Inammissibili i motivi di ricorso mescolati e la domanda nuova in Cassazione (Cass. civ. Sez. Lavoro n. 14887 del 03.06.2025)

Principi di diritto (Massima)
Nel ricorso per cassazione i motivi che prospettano una pluralità di questioni, preceduti unitariamente dalla elencazione delle norme asseritamente violate, sono inammissibili, perché costituiscono negazione della regola della chiarezza e richiedono alla Corte un intervento di enucleazione delle singole censure. Il vizio di omessa pronuncia non è deducibile senza allegare nel motivo il tenore esatto della domanda o del motivo asseritamente pretermesso, non bastando il richiamo delle disposizioni violate. La censura sulla ripartizione dell’onere della prova è inammissibile se non indica rispetto a quali circostanze la violazione sarebbe stata compiuta. La rivalutazione delle risultanze probatorie e il giudizio di attendibilità dei testi sono riservati al giudice del merito. È infine inammissibile, per novità, la domanda fondata su una disciplina mai invocata nei precedenti gradi di giudizio.

Il Fatto

Il ricorrente aveva convenuto in giudizio la società datrice domandando il riconoscimento della natura subordinata del rapporto intercorso, avendo svolto attività di produzione di pezzi grezzi presso macchine intestatrici e torni a controllo numerico. Il tribunale aveva rigettato la domanda e la Corte d’appello aveva confermato la decisione, escludendo la subordinazione sulla base delle testimonianze e rilevando che le schede orario prodotte non contenevano il nominativo del ricorrente e che il cartellino marcatempo non era provato nel suo effettivo utilizzo.

Avverso la sentenza di appello il lavoratore ha proposto ricorso per cassazione articolato in sette motivi, resistito dalla società con controricorso.

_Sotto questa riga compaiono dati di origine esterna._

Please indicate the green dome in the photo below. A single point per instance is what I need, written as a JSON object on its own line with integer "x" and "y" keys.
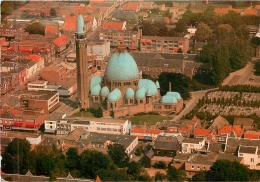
{"x": 94, "y": 81}
{"x": 169, "y": 99}
{"x": 95, "y": 90}
{"x": 140, "y": 93}
{"x": 157, "y": 84}
{"x": 114, "y": 95}
{"x": 121, "y": 66}
{"x": 148, "y": 85}
{"x": 174, "y": 94}
{"x": 149, "y": 93}
{"x": 130, "y": 93}
{"x": 104, "y": 92}
{"x": 80, "y": 25}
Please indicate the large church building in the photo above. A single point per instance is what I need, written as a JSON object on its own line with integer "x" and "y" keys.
{"x": 122, "y": 91}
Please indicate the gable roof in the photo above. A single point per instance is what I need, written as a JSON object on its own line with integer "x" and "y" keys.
{"x": 228, "y": 130}
{"x": 243, "y": 121}
{"x": 166, "y": 143}
{"x": 113, "y": 25}
{"x": 201, "y": 132}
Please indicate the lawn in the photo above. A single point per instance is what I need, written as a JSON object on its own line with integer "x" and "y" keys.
{"x": 84, "y": 114}
{"x": 149, "y": 119}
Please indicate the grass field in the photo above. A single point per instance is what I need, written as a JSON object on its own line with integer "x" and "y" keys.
{"x": 149, "y": 119}
{"x": 84, "y": 114}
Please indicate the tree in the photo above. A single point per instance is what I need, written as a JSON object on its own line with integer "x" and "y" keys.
{"x": 53, "y": 12}
{"x": 16, "y": 156}
{"x": 92, "y": 161}
{"x": 118, "y": 154}
{"x": 175, "y": 175}
{"x": 179, "y": 83}
{"x": 35, "y": 28}
{"x": 225, "y": 170}
{"x": 203, "y": 32}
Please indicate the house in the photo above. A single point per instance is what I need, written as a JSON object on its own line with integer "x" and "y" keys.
{"x": 229, "y": 130}
{"x": 250, "y": 155}
{"x": 132, "y": 6}
{"x": 199, "y": 162}
{"x": 163, "y": 44}
{"x": 166, "y": 146}
{"x": 116, "y": 25}
{"x": 244, "y": 123}
{"x": 180, "y": 159}
{"x": 145, "y": 133}
{"x": 48, "y": 101}
{"x": 218, "y": 123}
{"x": 190, "y": 145}
{"x": 251, "y": 134}
{"x": 38, "y": 59}
{"x": 61, "y": 44}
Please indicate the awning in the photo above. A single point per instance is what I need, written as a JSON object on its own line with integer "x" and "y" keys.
{"x": 132, "y": 47}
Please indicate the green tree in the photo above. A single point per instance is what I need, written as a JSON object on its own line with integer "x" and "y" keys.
{"x": 91, "y": 161}
{"x": 118, "y": 154}
{"x": 175, "y": 175}
{"x": 53, "y": 12}
{"x": 15, "y": 158}
{"x": 203, "y": 32}
{"x": 35, "y": 28}
{"x": 225, "y": 170}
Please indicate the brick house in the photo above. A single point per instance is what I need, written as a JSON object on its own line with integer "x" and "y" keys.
{"x": 166, "y": 146}
{"x": 163, "y": 44}
{"x": 190, "y": 145}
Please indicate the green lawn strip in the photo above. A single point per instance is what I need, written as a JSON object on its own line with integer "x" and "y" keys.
{"x": 84, "y": 114}
{"x": 149, "y": 119}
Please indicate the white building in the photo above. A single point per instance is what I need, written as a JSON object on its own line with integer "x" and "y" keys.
{"x": 190, "y": 145}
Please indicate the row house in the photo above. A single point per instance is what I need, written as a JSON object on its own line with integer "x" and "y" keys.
{"x": 114, "y": 25}
{"x": 191, "y": 145}
{"x": 132, "y": 6}
{"x": 70, "y": 22}
{"x": 166, "y": 146}
{"x": 127, "y": 38}
{"x": 97, "y": 125}
{"x": 13, "y": 30}
{"x": 163, "y": 44}
{"x": 100, "y": 142}
{"x": 13, "y": 119}
{"x": 61, "y": 44}
{"x": 47, "y": 101}
{"x": 146, "y": 134}
{"x": 38, "y": 59}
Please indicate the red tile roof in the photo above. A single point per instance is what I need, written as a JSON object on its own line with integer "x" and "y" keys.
{"x": 35, "y": 57}
{"x": 70, "y": 23}
{"x": 46, "y": 11}
{"x": 228, "y": 129}
{"x": 51, "y": 29}
{"x": 113, "y": 25}
{"x": 201, "y": 132}
{"x": 146, "y": 131}
{"x": 61, "y": 41}
{"x": 252, "y": 134}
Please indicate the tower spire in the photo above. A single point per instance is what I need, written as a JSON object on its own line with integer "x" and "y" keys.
{"x": 82, "y": 64}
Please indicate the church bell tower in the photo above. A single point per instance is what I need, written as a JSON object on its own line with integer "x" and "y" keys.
{"x": 82, "y": 64}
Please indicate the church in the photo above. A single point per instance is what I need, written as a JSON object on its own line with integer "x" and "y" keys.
{"x": 121, "y": 91}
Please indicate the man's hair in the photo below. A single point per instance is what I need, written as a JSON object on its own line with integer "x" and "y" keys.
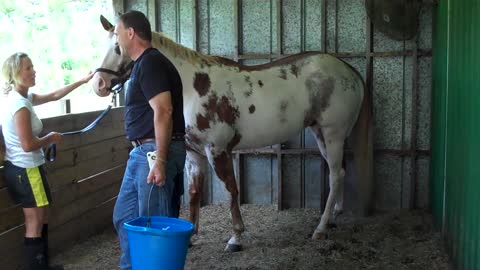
{"x": 139, "y": 22}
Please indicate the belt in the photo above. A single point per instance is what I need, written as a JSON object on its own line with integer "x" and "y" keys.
{"x": 139, "y": 142}
{"x": 175, "y": 137}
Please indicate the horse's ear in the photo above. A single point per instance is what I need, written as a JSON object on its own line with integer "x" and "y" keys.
{"x": 106, "y": 24}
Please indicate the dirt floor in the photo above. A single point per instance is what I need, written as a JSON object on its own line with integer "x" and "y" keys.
{"x": 282, "y": 240}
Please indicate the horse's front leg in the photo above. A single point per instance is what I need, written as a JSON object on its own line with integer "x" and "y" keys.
{"x": 222, "y": 163}
{"x": 195, "y": 166}
{"x": 334, "y": 151}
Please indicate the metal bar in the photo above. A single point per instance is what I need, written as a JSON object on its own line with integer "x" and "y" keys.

Entrambe le parti hanno depositato memoria.

La Motivazione della Corte

Il primo motivo denunciava la violazione dell’art. 112 cod. proc. civ. per omessa pronuncia sul primo motivo di appello, relativo all’errata applicazione dell’art. 1655 cod. civ. e dell’art. 2697 cod. civ. La Corte lo ha dichiarato inammissibile: il ricorrente non ha allegato nel motivo il tenore esatto di quanto in origine richiesto, limitandosi a evocare le disposizioni violate senza indicarne le ragioni, né rimandando utilmente al contenuto del ricorso di appello.

Il secondo motivo, sulla ripartizione dell’onere della prova, è stato parimenti dichiarato inammissibile per mancata indicazione delle circostanze rispetto alle quali la violazione sarebbe stata compiuta, con censura generica sull’assenza di motivazione in ordine al sistema delle presunzioni.

Il terzo motivo, incentrato sul cartellino orario come elemento dirimente della subordinazione, è stato respinto rilevando la coesistenza di più profili di doglianza in un’unica censura, con conseguente confusione e difetto di intellegibilità. La Corte ha richiamato il principio per cui i motivi che cumulano una pluralità di questioni sono inammissibili (Cass. n. 18021/2016). Nel merito ha poi osservato che i testi hanno escluso l’attribuzione del cartellino al ricorrente e che l’elemento non ha carattere di risolutività rispetto alla domanda.

Il quarto e il quinto motivo investivano la valutazione delle fatture e dell’attendibilità dei testi. La Corte li ha dichiarati inammissibili perché sollecitano una rivalutazione del materiale probatorio non consentita in sede di legittimità: la scelta tra le risultanze e il giudizio sull’attendibilità dei testimoni involgono apprezzamenti di fatto riservati al giudice del merito (Cass. n. 19011/2017; Cass. n. 16056/2016).

Il sesto motivo riproponeva ragioni di merito sulla presenza in azienda per otto ore al giorno, già esaminate attraverso i testi. Il settimo motivo deduceva la violazione dell’art. 2, comma 1, d.lgs. n. 81/2015, disciplina mai invocata nei gradi precedenti: la Corte lo ha qualificato come nuova domanda, inammissibile in cassazione. Il ricorso è stato quindi dichiarato inammissibile, con condanna alle spese e attestazione dei presupposti per il versamento del contributo unificato.

Nota della Redazione

Ogni decisione citata è verificata sul provvedimento originale. Quando il documento può essere legittimamente ripubblicato senza esporre dati personali, mettiamo a disposizione anche il testo integrale.